The product vision is a hosted SaaS: users pay ¥198/month, scan a WeChat QR, and get a personal stock-research bot — no tokens, no keys, no config. Phase 1 turns the spec into a shippable paid product.

Goal

Ship a paid A-share research bot on WeChat in four milestones (P1.0 → P1.3):

  1. P1.0 — FastAPI backend on Vultr with DuckDB cache + bearer auth (closed alpha)
  2. P1.1 — Landing page + WeChat Pay + provisioning flow (paid product)
  3. P1.2 — Multi-source data layer (pytdx3 + akshare + Yahoo)
  4. P1.3 — Web search proxy (DashScope → Google fallback)

Success criteria at the end: user pays ¥198 → scans QR → names bot → sends "查 600519 的 P/E" → gets a cited answer in WeChat, having never touched a single token or key.

Non-Goals

  • Lite tier ($49/mo) enforcement — displayed but disabled in MVP
  • Real-time intraday data stream
  • Research report PDF ingestion (deferred to P2)
  • Cross-source factor generation (P2)
  • Per-user dashboards / billing portals (P2)
  • Open-source distribution of the service code (undecided)

Architecture

                        ┌──────────────────────────────────────┐
                        │         Vultr ($12/mo, 4GB)          │
                        │                                      │
   WeChat User ──QR──►  │  ┌────────────┐    ┌───────────────┐ │
   (Weixin iLink)       │  │  Hermes    │    │  FastAPI      │ │
                        │  │  Gateway   │───►│  +Pydantic    │ │
                        │  │ (per-user) │    │  /price       │ │
                        │  └────────────┘    │  /fundamentals│ │
                                              │  /search      │ │
                        ┌────────────┐        │               │ │
                        │  WeChat    │        │  ┌─────────┐  │ │
                        │  Pay       │──webhook──►│Provisioner│ │
                        │  Webhook   │        │  └─────────┘  │ │
                        └────────────┘        │               │ │
                                              │  ┌─────────┐  │ │
                        ┌────────────┐        │  │DuckDB   │  │ │
                        │  Postgres  │◄───────┼──│cache    │  │ │
                        │  users/    │        │  │         │  │ │
                        │  billing   │        │  └────┬────┘  │ │
                        └────────────┘        │       │miss   │ │
                                              │       ▼       │ │
                                              │  ┌─────────┐  │ │
                                              │  │Tushare  │  │ │
                                              │  │Pro (paid)│  │ │
                                              │  └─────────┘  │ │
                                              └────────────────┘

Two things both called "gateway":

  • FastAPI service — HTTP server skills call (/price, /fundamentals, /search).
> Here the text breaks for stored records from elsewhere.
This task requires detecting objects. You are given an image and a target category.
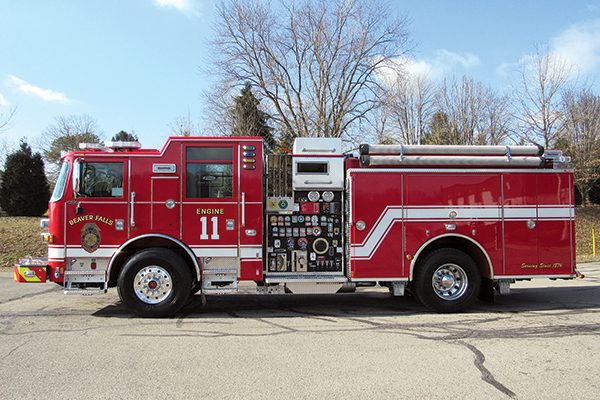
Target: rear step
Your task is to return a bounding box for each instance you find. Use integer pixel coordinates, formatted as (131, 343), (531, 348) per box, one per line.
(63, 270), (108, 295)
(202, 268), (238, 294)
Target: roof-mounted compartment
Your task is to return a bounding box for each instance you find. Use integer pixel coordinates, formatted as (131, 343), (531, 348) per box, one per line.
(292, 138), (344, 189)
(293, 137), (342, 155)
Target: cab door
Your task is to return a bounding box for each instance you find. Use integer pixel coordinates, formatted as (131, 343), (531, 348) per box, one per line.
(65, 158), (129, 259)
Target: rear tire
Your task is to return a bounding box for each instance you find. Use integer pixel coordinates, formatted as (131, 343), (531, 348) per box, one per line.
(413, 248), (481, 313)
(117, 248), (192, 318)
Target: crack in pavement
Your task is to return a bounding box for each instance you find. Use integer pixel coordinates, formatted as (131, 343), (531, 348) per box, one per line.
(0, 287), (58, 305)
(456, 340), (517, 398)
(2, 342), (26, 360)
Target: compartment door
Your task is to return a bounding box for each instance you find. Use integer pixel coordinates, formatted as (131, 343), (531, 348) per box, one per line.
(348, 171), (404, 279)
(502, 173), (538, 275)
(536, 173), (574, 275)
(151, 176), (180, 238)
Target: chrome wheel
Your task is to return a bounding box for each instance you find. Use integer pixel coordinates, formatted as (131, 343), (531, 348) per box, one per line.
(134, 266), (173, 304)
(431, 263), (468, 301)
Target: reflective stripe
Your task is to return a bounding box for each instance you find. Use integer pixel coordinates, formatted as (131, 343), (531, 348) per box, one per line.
(405, 207), (500, 220)
(240, 247), (262, 259)
(351, 205), (574, 260)
(49, 247), (117, 258)
(538, 207), (572, 219)
(192, 248), (238, 257)
(16, 267), (42, 282)
(504, 207), (536, 219)
(48, 247), (65, 259)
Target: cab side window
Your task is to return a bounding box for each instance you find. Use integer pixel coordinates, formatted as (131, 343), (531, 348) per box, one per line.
(81, 162), (124, 197)
(186, 147), (233, 198)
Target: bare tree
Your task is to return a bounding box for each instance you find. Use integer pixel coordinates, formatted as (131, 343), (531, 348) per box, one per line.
(513, 46), (571, 148)
(0, 137), (15, 166)
(428, 76), (511, 145)
(39, 114), (102, 174)
(0, 106), (16, 133)
(478, 87), (512, 145)
(382, 71), (435, 144)
(557, 86), (600, 205)
(170, 110), (198, 136)
(209, 0), (410, 142)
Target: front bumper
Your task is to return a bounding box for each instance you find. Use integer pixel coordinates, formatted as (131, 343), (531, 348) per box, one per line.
(14, 258), (48, 283)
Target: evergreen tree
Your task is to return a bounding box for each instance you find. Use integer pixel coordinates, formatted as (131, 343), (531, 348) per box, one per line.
(231, 83), (276, 152)
(111, 130), (138, 142)
(0, 141), (50, 216)
(422, 111), (453, 145)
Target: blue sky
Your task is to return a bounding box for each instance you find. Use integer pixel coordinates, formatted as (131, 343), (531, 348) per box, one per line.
(1, 0), (600, 152)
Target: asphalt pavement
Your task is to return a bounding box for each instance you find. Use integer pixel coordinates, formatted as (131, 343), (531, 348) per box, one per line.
(1, 263), (599, 399)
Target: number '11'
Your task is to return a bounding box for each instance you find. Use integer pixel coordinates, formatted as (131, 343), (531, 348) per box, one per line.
(200, 216), (220, 240)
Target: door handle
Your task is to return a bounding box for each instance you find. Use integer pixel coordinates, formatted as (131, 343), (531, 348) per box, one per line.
(241, 192), (246, 227)
(130, 192), (136, 227)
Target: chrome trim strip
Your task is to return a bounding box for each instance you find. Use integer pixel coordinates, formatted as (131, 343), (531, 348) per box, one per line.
(494, 274), (575, 279)
(349, 277), (408, 282)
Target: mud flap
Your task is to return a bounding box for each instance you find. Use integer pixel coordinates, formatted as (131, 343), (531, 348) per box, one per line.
(478, 278), (495, 303)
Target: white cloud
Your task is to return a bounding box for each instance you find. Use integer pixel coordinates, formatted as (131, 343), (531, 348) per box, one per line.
(498, 19), (600, 79)
(433, 49), (480, 68)
(154, 0), (199, 15)
(7, 75), (70, 104)
(388, 49), (480, 82)
(0, 92), (8, 107)
(551, 19), (600, 75)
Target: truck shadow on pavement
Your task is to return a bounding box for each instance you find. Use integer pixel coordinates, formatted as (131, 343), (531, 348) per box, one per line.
(93, 285), (600, 319)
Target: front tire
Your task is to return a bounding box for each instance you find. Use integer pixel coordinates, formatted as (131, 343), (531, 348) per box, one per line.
(413, 248), (481, 313)
(117, 248), (192, 317)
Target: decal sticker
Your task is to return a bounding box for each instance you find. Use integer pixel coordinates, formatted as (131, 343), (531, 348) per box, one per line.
(81, 223), (101, 253)
(69, 215), (114, 226)
(521, 263), (563, 269)
(196, 208), (224, 215)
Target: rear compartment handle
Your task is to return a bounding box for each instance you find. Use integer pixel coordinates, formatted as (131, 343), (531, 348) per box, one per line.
(304, 180), (333, 185)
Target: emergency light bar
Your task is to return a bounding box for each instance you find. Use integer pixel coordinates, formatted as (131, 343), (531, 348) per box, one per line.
(105, 141), (142, 151)
(78, 143), (111, 152)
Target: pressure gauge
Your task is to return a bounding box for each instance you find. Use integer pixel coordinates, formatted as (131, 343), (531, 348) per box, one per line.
(322, 191), (334, 202)
(308, 191), (320, 202)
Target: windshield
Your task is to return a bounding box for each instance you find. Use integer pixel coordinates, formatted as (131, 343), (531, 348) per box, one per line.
(50, 161), (70, 202)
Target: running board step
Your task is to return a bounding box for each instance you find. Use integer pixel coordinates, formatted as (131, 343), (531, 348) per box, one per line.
(264, 274), (348, 284)
(63, 286), (107, 295)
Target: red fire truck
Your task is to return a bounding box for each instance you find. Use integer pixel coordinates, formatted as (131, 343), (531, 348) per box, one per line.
(14, 136), (579, 317)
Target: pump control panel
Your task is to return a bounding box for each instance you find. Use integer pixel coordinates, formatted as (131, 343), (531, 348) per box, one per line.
(266, 190), (343, 273)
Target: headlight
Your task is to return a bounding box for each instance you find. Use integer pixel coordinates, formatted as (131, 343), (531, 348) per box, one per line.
(40, 218), (50, 229)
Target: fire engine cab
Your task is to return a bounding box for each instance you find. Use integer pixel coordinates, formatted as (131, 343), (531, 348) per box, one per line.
(14, 136), (578, 317)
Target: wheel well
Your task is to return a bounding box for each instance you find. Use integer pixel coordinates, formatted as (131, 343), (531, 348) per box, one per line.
(410, 235), (493, 280)
(107, 236), (199, 287)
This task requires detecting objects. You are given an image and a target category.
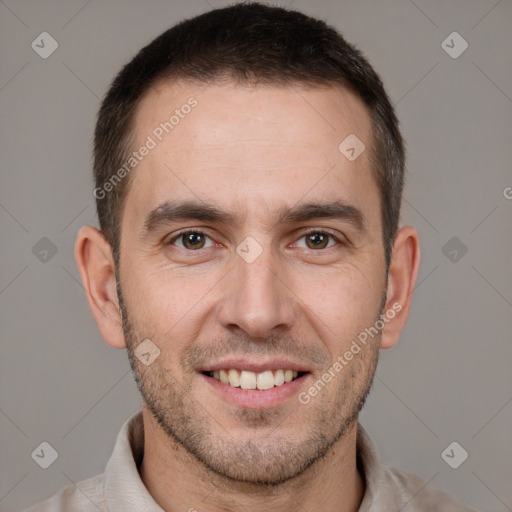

One process, all users.
  • Hermes gateway — per-user agent process holding a WeChat iLink connection, running the agent loop. Each paying user gets one.

§1 — P1.0: MVP Backend (Closed Alpha)

1.1 FastAPI Service

Endpoint surface:

GET  /healthz                          → {"ok": true, "version": "0.2.0"}
GET  /price?code=600519.SH&trade_date=20260430
                                       → {value, metric, code, as_of, cite{...}}
GET  /fundamentals?code=600519.SH&period=20251231
                                       → {code, as_of, claims:[...]}
GET  /search?query=...&max_results=10  → 501 Not Implemented
GET  /reports/search?code=...          → 501 Not Implemented

Bearer token auth:

  • Each alpha user gets a TWILIGHT_API_TOKEN generated by admin script
  • Token stored as sha256(token) in a SQLite file (upgrade to Postgres in P1.1)
  • Middleware: Authorization: Bearer <token> required on all /price, /fundamentals, /search
  • Missing token → 401; invalid → 401; revoked → 403
  • Token issued via CLI: python scripts/admin.py issue-token --user alpha-001

DuckDB cache:

  • Single file at /var/lib/twilight/cache.duckdb
  • Table daily_cache(code VARCHAR, trade_date VARCHAR, close DOUBLE, fetched_at TIMESTAMP)
  • Cache key: (code, trade_date) — same-day queries hit cache
  • TTL: 24 hours (86400 seconds)
  • Miss → Tushare HTTP call → insert into DuckDB → return
  • Success criterion: 100 sequential same-code requests → 1 Tushare call total

1.2 Cite Envelope

Every response wraps data in the existing core/core/citation.py schema:

json
{
  "value": 1850.25,
  "metric": "close",
  "code": "600519.SH",
  "as_of": "2026-04-30",
  "cite": {
    "kind": "tool",
    "source": "tushare",
    "served_by": "twilight-drive-backend",
    "served_version": "0.2.0",
    "table": "daily",
    "fetched_at": "2026-04-30T11:00:00Z",
    "cache_age_seconds": 86400,
    "tool_call_id": "tc_..."
  }
}

1.3 Skill Side — Zero Changes

Existing skill/stock-research/scripts/_client.py already supports dual mode:

  • Direct — calls Tushare locally (current dev mode)
  • Service — calls FastAPI with bearer token (P1.0 mode)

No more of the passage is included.